D.C.'s Shakespeare Theatre Co. poorly casts ‘Richard II’

Supporting cast fight to save play

In terms of both plot and performance, it’s the titular character (played by Michael Hayden) who causes all the problems in the Shakespeare Theater Company’s production of Shakespeare’s “Richard II.” To borrow a line from another of Shakespeare’s plays, Hayden is “all sound and fury, signifying nothing.” It is a credit to the other actors that they manage to salvage at least a little bit of the production. When Hayden was offstage or minimized, the play was watchable — otherwise, good luck.

Interestingly, Hayden is currently cast as the lead in another Shakespearean history being performed at the same theater at the same time, “Henry V.” It leads one to wonder how much of his shivering, broken delivery was due to a choice (albeit a bad one) about how to play the character, and how much was due to the mental and physical exertion of foolishly agreeing to take on two gigantic parts at once. Hayden should have chosen one, and done it well.

But not everything about Hayden’s performance was bad. He successfully portrayed the king’s petulance and childish greed, especially when confronting his uncles in the first scene. Physically, he remained engrossing throughout the entire play. He wailed, he thrashed, he emoted from every pore on his body. But because of his incompetence with the words, all of this weeping and gnashing of teeth became an incomprehensible spectacle. Though his vocal variety was excellent, he may as well have been intoning a single vowel for all the meaning he was able to convey. He ruined some of Shakespeare’s most devastating lines, especially after intermission when Richard is usurped by his cousin Bolingbroke (who becomes Henry IV after his coronation). The great monologues that Richard delivers in Act IV, scene I and Act V, scene V were rendered to tattered pieces as Hayden stops and starts throughout them. “Richard II” is written almost entirely in verse, a fact that the rest of the actors in the production recognized.
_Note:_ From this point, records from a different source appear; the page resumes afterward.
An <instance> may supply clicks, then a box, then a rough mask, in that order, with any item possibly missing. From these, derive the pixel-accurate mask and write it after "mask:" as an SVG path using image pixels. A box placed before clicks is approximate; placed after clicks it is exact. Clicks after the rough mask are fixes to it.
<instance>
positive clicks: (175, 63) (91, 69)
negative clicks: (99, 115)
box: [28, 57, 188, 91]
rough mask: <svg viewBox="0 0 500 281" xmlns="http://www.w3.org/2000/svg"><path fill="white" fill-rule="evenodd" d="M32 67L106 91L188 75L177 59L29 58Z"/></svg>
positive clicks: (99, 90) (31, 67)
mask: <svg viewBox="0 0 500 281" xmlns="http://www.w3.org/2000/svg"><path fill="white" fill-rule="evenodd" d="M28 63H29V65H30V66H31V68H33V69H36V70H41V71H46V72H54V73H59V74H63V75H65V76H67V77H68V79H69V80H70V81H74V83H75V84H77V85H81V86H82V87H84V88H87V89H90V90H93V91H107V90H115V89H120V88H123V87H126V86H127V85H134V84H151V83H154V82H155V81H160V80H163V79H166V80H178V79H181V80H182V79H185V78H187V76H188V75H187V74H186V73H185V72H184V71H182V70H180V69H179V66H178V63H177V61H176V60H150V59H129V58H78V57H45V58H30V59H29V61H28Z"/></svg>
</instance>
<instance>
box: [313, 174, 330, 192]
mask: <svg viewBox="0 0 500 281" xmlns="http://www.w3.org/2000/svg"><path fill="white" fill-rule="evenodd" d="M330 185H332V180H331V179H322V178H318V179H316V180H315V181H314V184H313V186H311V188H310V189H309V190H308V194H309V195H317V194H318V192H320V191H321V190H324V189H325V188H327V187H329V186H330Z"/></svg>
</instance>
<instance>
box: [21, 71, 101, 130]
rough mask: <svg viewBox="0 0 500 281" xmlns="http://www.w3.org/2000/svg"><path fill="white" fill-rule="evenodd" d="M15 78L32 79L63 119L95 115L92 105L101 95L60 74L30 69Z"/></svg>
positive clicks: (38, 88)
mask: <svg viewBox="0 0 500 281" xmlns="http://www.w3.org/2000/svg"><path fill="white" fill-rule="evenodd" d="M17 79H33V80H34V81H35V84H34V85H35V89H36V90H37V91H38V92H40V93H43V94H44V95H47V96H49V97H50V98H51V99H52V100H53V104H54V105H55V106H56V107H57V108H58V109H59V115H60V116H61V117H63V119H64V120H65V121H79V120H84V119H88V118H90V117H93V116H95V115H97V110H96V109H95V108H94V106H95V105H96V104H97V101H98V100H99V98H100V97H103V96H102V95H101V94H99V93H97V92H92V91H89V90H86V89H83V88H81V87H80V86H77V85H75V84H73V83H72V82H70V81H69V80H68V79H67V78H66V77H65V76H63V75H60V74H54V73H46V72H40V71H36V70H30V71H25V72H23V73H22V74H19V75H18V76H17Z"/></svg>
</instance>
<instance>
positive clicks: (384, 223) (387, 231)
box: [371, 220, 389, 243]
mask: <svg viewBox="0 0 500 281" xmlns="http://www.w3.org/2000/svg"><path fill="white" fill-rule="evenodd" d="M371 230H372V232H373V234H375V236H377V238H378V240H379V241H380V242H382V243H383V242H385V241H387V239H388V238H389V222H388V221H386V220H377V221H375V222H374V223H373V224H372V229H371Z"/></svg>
But Hayden worked against this, hemming and hawing, spitting out the poetry in four- or five-word chunks. It was like watching Shatner do Shakespeare without the fun of the accompanying irony.

There is a certain point where an actor’s choices in portraying a character need to be accommodated to the audience’s needs. Hayden strung his words together and spaced them apart at intervals that have no relevance to their meaning.
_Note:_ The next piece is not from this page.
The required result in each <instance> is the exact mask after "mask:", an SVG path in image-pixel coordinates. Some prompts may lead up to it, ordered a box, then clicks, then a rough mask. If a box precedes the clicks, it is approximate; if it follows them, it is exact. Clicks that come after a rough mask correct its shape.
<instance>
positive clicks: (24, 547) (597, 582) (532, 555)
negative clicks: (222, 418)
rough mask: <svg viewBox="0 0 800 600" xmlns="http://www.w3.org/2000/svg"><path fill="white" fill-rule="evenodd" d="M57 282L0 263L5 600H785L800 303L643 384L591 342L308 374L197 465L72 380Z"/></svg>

The plot of “Richard II” is far too intricate and rambling to encapsulate. However, there are a few important points: there is a king who’s pretty lousy at being king; he kills an uncle and banishes a cousin; the cousin comes back and takes over. And it’s Shakespeare, so of course the title character dies in the end. That’s about all you need to know; the rest will explain itself as the show goes on.
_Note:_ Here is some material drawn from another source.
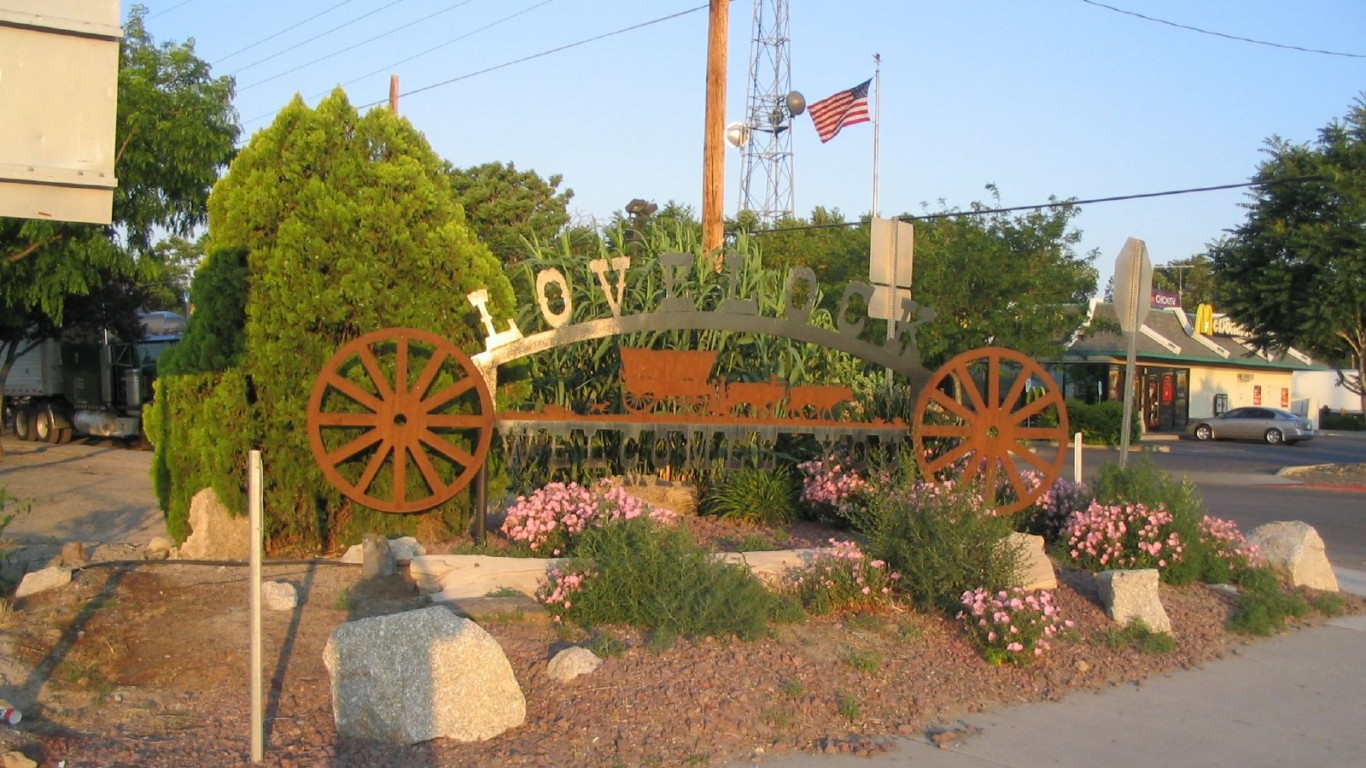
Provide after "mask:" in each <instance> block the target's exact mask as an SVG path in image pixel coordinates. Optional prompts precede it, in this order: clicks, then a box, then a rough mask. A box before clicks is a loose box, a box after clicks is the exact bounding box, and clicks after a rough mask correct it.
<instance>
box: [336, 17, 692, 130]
mask: <svg viewBox="0 0 1366 768" xmlns="http://www.w3.org/2000/svg"><path fill="white" fill-rule="evenodd" d="M708 7H709V5H708V4H702V5H698V7H695V8H688V10H686V11H679V12H678V14H669V15H668V16H660V18H657V19H650V20H647V22H641V23H638V25H631V26H628V27H622V29H619V30H613V31H608V33H602V34H598V36H594V37H589V38H585V40H581V41H578V42H570V44H567V45H560V46H559V48H550V49H549V51H542V52H540V53H531V55H530V56H523V57H520V59H514V60H511V61H504V63H501V64H494V66H492V67H485V68H482V70H477V71H474V72H469V74H464V75H460V77H456V78H451V79H447V81H441V82H436V83H432V85H425V86H422V87H418V89H414V90H408V92H404V93H400V94H399V97H404V96H417V94H418V93H423V92H428V90H434V89H438V87H441V86H447V85H451V83H454V82H460V81H466V79H470V78H474V77H478V75H486V74H489V72H493V71H497V70H503V68H507V67H511V66H515V64H523V63H526V61H531V60H533V59H541V57H545V56H549V55H552V53H559V52H561V51H568V49H571V48H578V46H579V45H587V44H589V42H597V41H600V40H607V38H608V37H613V36H617V34H624V33H628V31H635V30H638V29H643V27H647V26H652V25H657V23H661V22H668V20H672V19H676V18H679V16H686V15H688V14H695V12H697V11H705V10H706V8H708ZM385 101H387V100H380V101H372V102H370V104H362V105H361V107H358V109H365V108H367V107H377V105H380V104H384V102H385Z"/></svg>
It’s the uncles — John of Gaunt (Duke of Lancaster), the Duke of York (Ted van Griethuysen) and the Duke of Gloucester (Floyd King) — who stood out in this production. King, whose character was offed pretty quickly by his venomous nephew, comes back in the second act as the Bishop of Carlisle. (Don’t worry, though — this double duty actually worked.) King is a Shakespeare regular who, a couple months ago, took the role of Touchstone in “As You Like It.” While he was banal as the comedic jester, King was compelling as both of these sober whitebeards.

The Duke of York thankfully stuck around for most of the show. Surrounded by the turmoil of usurpation, York is loyal to no individual but rather to the crown. He is even willing (thrilled!) to give up his own son in the name of the throne, no matter who sits on it. York, along with the usurping king Henry IV (played admirably by Charles Borland), become the moral center of the play because of Hayden’s de facto abdication of Richard’s position of centrality.

Ultimately, however, despite serviceable performances by the vast majority of the cast and a very clever set design, the play falls flat on its face. This snail of a show clocks in at three-plus hours, but feels like five. And, like everything within the play, it’s Richard’s fault.